Selain itu, pihaknya akan menerapkan hukum internal kepada Aipda Gonsalves. Pasalnya, tindakan yang dialakukan tersebut dinilai sudah mencoreng institusi Polri.

"Karena tindakannya tidak bagus untuk organisasi Polri," ucapnya. 

Panca mengatakan permasalahan antara oknum polisi dan warga tersebut tersebut sudah selesai. Kedua belah pihaknya sebelumnya sudah dipertemukan dan saling meminta maaf. 

"Kemarin kedua belah pihak sudah saling meminta maaf, saya anggap masalah itu sudah clear. Tapi, sanksi kode etik dan disiplin harus berjalan," ucapnya. 

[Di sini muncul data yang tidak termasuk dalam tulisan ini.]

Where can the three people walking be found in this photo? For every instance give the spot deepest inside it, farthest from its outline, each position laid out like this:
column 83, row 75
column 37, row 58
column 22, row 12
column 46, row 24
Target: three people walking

Kasus pemukulan tersebut terjadi di Jalan Cemara, Lubukpakam, Kabupaten Deliserdang, Sumatera Utara, pada Rabu (13/10/2021) pukul 11.00 WIB. Saat itu terjadi selisih paham antara oknum polantas dan seorang pengendara motor bernama Andi Gultom yang melanggar aturan berlalu lintas.

Akibat selisih paham tersebut, oknum polantas itu langsung memukuli korban. Aksi tersebut kemudian viral di media sosial.

"Walaupun pengendara motor itu salah, namun tidak dibenarkan anggota Polri melakukan tindak pemukulan," ucapnya.

Sebelumnya, Kapolresta Deliserdang juga telah menyampaikan permohonan maaf kepada ibu dan keluarga dari korban pemukulan.